So, in that case, what are the graphics like? Well, you don’t have a VN here, but you do have nice backdrops for each world, with some variation depending on the location you’re in. 9 times out of 10 they’re static images of some type of environ, like a temple, market, abysm, or storefront. However, you’ll recall that I called Open Sorcery’s production value lackluster, and you’ll find that to be a consistent hitch in each of the technical categories, beginning with the GFX. Yes, the actual art style, which relies on strong inking, is nice to gaze at, but it’s also very blurry. Now, I get that the developers might have done this to make the on-screen words stand out, but there were plenty of ways of accomplishing this without compromising the scenery, such as adding highlighted bubbles around the sentences. I also didn’t understand why there was so much repetition with the images- each screen you move between could have contained its own handcrafted background, which might have helped with the navigation (more on that in the gameplay section).
Outside of that, there’s honestly not much more to say here. Sometimes the phrases or individual wordage you have to read have light stylish changes done to them, such as color alterations or small animation strokes, but overall it’s clear that graphics were not prioritized for this game.
Sound doesn’t fair much better, and when I say sound I mean all three of the categories. There’s no voice acting and music is sparse. Some places contain a short track that plays on a loop, but these vary in quality from being harmonic to hear to being a little tough on the ears, especially when you have to listen to it for an extended period of time. I don’t quite understand why there was a severe lack of melodies here- even if you want to argue that there were budgetary constraints, there is so much copyright free music out there that someone could have easily gone out and grabbed a track that best fit the tone/atmosphere of the location in question.
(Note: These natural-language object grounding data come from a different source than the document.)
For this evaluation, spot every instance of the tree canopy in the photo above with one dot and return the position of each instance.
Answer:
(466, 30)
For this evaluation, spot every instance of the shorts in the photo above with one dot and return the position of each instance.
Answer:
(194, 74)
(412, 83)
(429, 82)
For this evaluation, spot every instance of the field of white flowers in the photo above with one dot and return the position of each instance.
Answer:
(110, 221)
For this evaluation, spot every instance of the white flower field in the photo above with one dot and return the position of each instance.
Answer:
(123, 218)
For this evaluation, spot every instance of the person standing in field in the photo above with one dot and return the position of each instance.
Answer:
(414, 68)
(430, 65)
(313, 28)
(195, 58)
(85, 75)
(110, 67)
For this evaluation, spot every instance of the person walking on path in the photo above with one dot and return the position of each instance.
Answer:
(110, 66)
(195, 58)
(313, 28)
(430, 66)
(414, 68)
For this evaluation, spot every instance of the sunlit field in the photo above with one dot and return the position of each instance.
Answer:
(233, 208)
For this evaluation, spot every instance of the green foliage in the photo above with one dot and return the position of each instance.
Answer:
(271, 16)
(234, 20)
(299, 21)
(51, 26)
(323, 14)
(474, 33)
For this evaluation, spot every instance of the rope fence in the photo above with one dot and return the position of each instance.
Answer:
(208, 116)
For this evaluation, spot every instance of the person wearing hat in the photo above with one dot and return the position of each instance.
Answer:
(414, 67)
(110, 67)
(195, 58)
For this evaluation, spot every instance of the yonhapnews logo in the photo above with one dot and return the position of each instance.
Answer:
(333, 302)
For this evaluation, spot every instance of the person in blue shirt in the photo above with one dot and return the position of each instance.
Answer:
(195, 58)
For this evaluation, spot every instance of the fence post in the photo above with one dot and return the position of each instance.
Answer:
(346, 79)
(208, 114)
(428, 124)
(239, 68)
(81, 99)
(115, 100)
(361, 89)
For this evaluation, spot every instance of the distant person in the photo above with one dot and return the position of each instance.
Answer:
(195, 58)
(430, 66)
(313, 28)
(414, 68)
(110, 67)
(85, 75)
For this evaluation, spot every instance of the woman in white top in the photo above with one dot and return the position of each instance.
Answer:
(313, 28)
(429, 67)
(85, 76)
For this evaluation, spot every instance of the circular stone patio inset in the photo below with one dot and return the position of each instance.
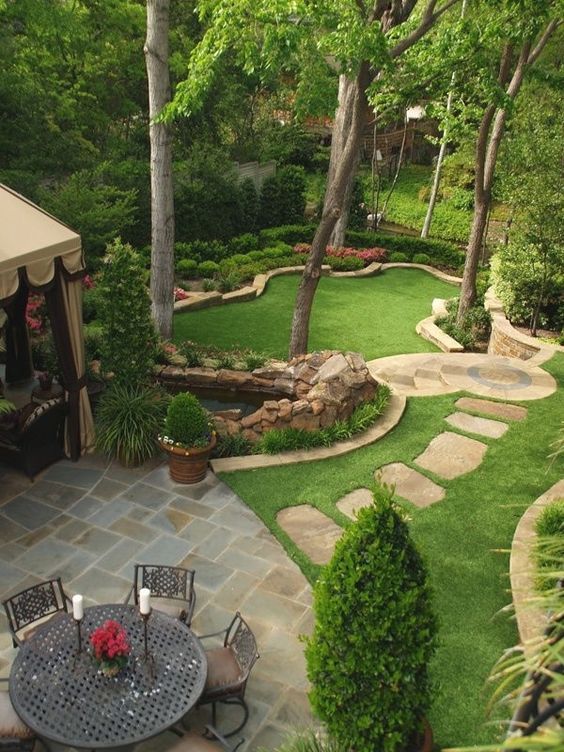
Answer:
(500, 376)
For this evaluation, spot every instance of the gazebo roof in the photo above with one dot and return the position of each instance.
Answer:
(31, 238)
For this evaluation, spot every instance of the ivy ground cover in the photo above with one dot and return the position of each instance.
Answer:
(375, 316)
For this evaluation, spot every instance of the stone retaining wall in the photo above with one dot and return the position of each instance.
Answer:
(507, 341)
(313, 391)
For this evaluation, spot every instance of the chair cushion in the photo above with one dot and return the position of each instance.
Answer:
(10, 723)
(39, 410)
(223, 669)
(193, 742)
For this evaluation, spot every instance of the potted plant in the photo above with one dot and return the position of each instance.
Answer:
(188, 438)
(374, 636)
(128, 420)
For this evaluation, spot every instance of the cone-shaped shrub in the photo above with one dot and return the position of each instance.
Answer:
(374, 635)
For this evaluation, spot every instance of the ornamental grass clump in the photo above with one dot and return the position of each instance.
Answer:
(187, 423)
(374, 635)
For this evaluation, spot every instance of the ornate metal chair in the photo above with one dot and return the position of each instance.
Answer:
(172, 584)
(35, 603)
(15, 736)
(229, 667)
(192, 742)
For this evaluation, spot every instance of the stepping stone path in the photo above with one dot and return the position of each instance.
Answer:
(354, 501)
(450, 455)
(410, 484)
(484, 426)
(498, 409)
(311, 530)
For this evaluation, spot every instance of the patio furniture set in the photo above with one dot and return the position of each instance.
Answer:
(58, 692)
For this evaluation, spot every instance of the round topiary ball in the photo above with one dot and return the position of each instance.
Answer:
(187, 422)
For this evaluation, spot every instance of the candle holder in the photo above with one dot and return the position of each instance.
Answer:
(147, 659)
(80, 657)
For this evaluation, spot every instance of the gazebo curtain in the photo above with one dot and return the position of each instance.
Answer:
(64, 302)
(39, 253)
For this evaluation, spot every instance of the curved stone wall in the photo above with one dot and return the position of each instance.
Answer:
(309, 392)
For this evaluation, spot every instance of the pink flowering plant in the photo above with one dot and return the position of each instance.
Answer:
(110, 647)
(367, 255)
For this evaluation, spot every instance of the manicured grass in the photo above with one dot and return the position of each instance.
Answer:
(375, 316)
(465, 538)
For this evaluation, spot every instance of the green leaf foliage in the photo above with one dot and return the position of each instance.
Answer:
(187, 422)
(124, 311)
(128, 420)
(374, 635)
(289, 439)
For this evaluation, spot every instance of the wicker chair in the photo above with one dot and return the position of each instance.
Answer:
(35, 603)
(15, 736)
(172, 587)
(192, 742)
(229, 667)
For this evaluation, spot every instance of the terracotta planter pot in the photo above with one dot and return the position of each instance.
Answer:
(188, 465)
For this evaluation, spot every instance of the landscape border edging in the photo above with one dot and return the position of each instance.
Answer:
(385, 423)
(531, 621)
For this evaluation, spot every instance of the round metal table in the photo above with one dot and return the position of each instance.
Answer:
(70, 702)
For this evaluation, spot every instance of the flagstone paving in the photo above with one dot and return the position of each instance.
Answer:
(450, 455)
(410, 484)
(90, 522)
(355, 500)
(493, 429)
(311, 530)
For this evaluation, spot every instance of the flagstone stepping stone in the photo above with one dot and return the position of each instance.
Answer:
(311, 530)
(499, 409)
(349, 504)
(450, 455)
(484, 426)
(410, 484)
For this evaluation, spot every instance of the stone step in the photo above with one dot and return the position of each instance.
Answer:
(493, 429)
(311, 530)
(450, 455)
(410, 484)
(355, 500)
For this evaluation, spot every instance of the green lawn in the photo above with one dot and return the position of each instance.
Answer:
(464, 538)
(375, 316)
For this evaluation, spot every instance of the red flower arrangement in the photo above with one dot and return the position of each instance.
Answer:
(111, 647)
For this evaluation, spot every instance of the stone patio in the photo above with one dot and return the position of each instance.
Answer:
(89, 522)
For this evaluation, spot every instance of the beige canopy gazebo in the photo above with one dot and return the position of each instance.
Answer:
(39, 253)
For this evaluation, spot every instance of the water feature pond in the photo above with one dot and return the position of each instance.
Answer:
(216, 399)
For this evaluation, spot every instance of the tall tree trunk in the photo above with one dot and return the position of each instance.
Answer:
(345, 147)
(162, 202)
(343, 120)
(442, 151)
(487, 149)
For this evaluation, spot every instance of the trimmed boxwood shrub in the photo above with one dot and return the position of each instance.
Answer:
(186, 421)
(208, 269)
(187, 268)
(290, 234)
(374, 635)
(243, 243)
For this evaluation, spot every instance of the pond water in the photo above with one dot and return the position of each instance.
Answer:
(230, 399)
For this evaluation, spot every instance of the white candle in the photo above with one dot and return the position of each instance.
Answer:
(77, 607)
(145, 601)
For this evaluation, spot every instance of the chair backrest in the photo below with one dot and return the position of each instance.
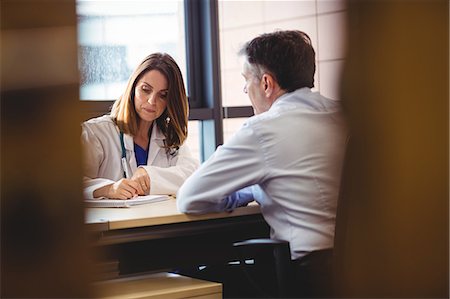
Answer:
(342, 214)
(279, 251)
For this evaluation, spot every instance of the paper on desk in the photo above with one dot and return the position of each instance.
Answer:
(124, 203)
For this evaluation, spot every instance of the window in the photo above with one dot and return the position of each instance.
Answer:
(240, 21)
(115, 35)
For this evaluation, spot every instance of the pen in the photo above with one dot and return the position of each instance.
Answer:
(126, 172)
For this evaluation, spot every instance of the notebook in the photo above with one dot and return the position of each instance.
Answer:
(120, 203)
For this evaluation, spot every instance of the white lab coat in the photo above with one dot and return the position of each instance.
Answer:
(102, 158)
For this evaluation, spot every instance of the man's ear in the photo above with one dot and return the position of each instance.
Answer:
(267, 82)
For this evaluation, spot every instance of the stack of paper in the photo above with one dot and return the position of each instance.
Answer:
(124, 203)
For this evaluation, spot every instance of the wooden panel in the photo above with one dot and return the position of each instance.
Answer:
(158, 286)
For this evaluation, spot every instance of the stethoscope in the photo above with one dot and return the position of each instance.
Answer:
(126, 170)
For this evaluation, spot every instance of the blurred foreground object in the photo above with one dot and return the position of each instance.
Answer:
(43, 246)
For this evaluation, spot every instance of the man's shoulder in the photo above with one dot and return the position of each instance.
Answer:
(104, 122)
(101, 120)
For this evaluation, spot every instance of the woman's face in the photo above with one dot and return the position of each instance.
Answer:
(150, 95)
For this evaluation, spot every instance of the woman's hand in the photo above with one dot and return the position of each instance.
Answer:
(142, 178)
(122, 189)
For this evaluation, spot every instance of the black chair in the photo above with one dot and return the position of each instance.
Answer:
(275, 254)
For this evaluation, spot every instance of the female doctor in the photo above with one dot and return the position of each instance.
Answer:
(139, 148)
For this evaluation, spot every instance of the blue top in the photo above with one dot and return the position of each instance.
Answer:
(141, 155)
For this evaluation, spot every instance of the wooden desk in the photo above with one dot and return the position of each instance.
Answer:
(156, 236)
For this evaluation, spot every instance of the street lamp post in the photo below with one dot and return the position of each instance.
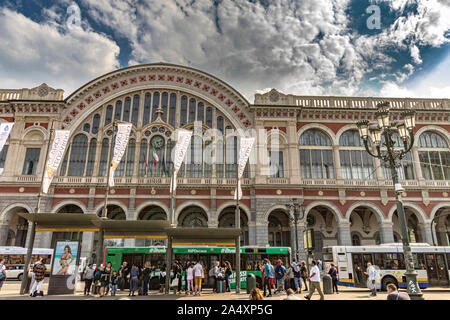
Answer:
(385, 128)
(298, 210)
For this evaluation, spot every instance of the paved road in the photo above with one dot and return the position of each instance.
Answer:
(11, 288)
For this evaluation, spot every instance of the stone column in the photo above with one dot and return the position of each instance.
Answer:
(344, 237)
(386, 232)
(4, 229)
(425, 230)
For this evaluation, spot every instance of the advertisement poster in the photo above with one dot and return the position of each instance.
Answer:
(65, 258)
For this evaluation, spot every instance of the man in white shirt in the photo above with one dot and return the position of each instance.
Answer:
(372, 273)
(314, 284)
(197, 278)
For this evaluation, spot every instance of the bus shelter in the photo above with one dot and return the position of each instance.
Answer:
(199, 237)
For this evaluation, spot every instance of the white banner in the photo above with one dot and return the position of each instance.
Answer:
(120, 146)
(5, 129)
(244, 153)
(54, 157)
(183, 140)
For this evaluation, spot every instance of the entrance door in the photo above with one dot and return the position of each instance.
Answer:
(436, 269)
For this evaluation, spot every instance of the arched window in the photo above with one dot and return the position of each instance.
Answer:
(147, 107)
(108, 115)
(103, 157)
(135, 114)
(118, 112)
(78, 155)
(316, 155)
(126, 110)
(95, 123)
(164, 103)
(406, 169)
(434, 156)
(91, 158)
(143, 162)
(183, 111)
(172, 109)
(356, 163)
(155, 105)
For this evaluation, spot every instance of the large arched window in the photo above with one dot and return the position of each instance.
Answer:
(356, 163)
(434, 156)
(78, 154)
(316, 155)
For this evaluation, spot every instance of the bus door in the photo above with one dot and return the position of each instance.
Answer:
(358, 270)
(436, 269)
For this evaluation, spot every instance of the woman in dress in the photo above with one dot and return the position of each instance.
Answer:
(63, 261)
(134, 282)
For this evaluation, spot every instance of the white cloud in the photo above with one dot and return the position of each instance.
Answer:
(37, 53)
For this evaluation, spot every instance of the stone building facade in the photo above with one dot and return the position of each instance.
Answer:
(307, 148)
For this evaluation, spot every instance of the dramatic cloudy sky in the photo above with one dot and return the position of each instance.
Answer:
(309, 47)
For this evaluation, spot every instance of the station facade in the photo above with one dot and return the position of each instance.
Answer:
(307, 147)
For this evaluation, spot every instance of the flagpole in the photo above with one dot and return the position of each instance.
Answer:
(104, 214)
(33, 223)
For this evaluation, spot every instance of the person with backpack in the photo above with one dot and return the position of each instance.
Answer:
(334, 277)
(2, 272)
(297, 276)
(280, 272)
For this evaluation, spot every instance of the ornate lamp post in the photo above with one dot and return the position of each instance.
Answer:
(385, 128)
(298, 210)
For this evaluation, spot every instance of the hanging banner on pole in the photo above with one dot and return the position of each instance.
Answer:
(183, 140)
(54, 157)
(120, 146)
(5, 129)
(244, 153)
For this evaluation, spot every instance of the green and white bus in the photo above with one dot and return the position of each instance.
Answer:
(251, 259)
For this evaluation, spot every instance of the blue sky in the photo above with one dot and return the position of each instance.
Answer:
(319, 47)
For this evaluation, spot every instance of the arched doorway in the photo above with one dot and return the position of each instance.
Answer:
(442, 227)
(412, 223)
(364, 226)
(17, 228)
(151, 212)
(227, 220)
(71, 236)
(323, 221)
(279, 231)
(192, 217)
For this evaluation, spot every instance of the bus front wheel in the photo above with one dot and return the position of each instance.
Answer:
(387, 280)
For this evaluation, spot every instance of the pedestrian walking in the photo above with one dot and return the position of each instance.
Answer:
(190, 279)
(255, 294)
(297, 276)
(88, 278)
(371, 281)
(393, 293)
(314, 284)
(290, 295)
(228, 272)
(39, 275)
(134, 281)
(2, 272)
(105, 279)
(334, 277)
(114, 283)
(146, 273)
(198, 273)
(280, 271)
(304, 274)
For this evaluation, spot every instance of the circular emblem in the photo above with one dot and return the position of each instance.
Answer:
(274, 96)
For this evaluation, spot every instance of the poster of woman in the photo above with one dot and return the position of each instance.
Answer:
(65, 258)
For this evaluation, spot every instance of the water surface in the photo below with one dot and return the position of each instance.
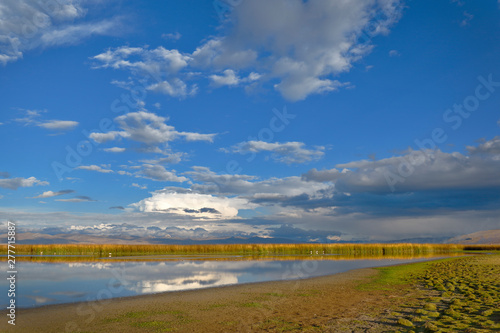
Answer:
(43, 283)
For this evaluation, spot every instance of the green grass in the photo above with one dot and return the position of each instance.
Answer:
(464, 294)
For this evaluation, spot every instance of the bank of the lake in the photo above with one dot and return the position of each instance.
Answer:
(421, 296)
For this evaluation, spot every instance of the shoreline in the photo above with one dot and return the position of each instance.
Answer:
(224, 308)
(244, 283)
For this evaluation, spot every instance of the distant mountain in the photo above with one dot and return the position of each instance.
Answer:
(480, 237)
(422, 240)
(38, 238)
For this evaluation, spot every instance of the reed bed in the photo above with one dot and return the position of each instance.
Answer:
(482, 247)
(229, 257)
(105, 250)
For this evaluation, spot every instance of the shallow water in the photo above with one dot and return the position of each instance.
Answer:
(43, 283)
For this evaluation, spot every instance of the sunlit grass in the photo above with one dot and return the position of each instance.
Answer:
(114, 250)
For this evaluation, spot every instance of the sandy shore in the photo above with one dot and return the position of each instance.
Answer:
(328, 303)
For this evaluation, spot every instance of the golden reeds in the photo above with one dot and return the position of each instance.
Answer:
(104, 250)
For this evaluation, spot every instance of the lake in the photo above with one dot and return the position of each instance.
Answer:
(44, 283)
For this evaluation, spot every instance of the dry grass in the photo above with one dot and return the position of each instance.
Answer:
(103, 250)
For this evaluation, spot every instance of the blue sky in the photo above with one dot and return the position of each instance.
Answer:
(373, 120)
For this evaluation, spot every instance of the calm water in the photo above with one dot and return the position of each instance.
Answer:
(52, 283)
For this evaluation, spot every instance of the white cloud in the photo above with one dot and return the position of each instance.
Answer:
(142, 187)
(298, 52)
(15, 183)
(73, 34)
(160, 64)
(147, 128)
(246, 185)
(425, 170)
(31, 117)
(49, 194)
(114, 150)
(159, 173)
(27, 24)
(394, 53)
(228, 78)
(94, 168)
(287, 152)
(193, 204)
(80, 198)
(489, 147)
(59, 124)
(173, 36)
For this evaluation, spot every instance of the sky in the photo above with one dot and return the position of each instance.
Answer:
(368, 120)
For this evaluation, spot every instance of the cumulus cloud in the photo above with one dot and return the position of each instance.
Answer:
(160, 64)
(147, 128)
(79, 198)
(159, 173)
(489, 147)
(287, 152)
(248, 186)
(49, 194)
(59, 124)
(265, 48)
(193, 204)
(321, 175)
(15, 183)
(174, 36)
(94, 168)
(26, 25)
(142, 187)
(31, 118)
(114, 150)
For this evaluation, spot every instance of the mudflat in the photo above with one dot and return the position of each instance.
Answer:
(322, 304)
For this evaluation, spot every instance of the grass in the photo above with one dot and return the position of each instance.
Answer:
(459, 294)
(104, 250)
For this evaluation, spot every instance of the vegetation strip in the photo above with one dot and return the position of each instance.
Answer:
(106, 250)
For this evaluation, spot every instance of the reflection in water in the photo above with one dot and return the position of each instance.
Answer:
(42, 283)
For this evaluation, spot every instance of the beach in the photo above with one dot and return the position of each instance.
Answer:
(327, 303)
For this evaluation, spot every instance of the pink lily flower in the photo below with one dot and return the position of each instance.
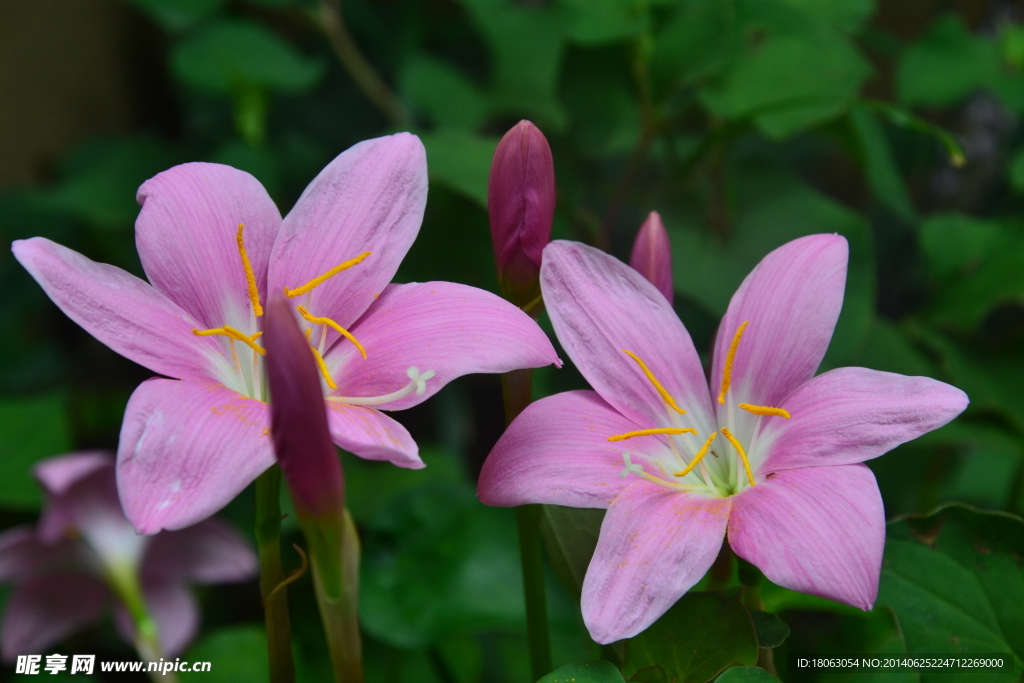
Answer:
(213, 245)
(767, 454)
(66, 571)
In fact, RuneScape’s entire OST is free for grabs, and that’s a game that I KNOW has similar areas to anything in Open Sorcery. It’s inexcusable.
Sound effects are more prevalent, but they’re still very sparse. Certain actions like compiling diction and digging up motivations generate a set din, but a lot of things like using said motivations, spellcasting, moving, avoiding dangers at the last minute, and even dying don’t have anything. It’s ridiculous, for a text game of all things, to not have a decent soundscape to immerse players into the story.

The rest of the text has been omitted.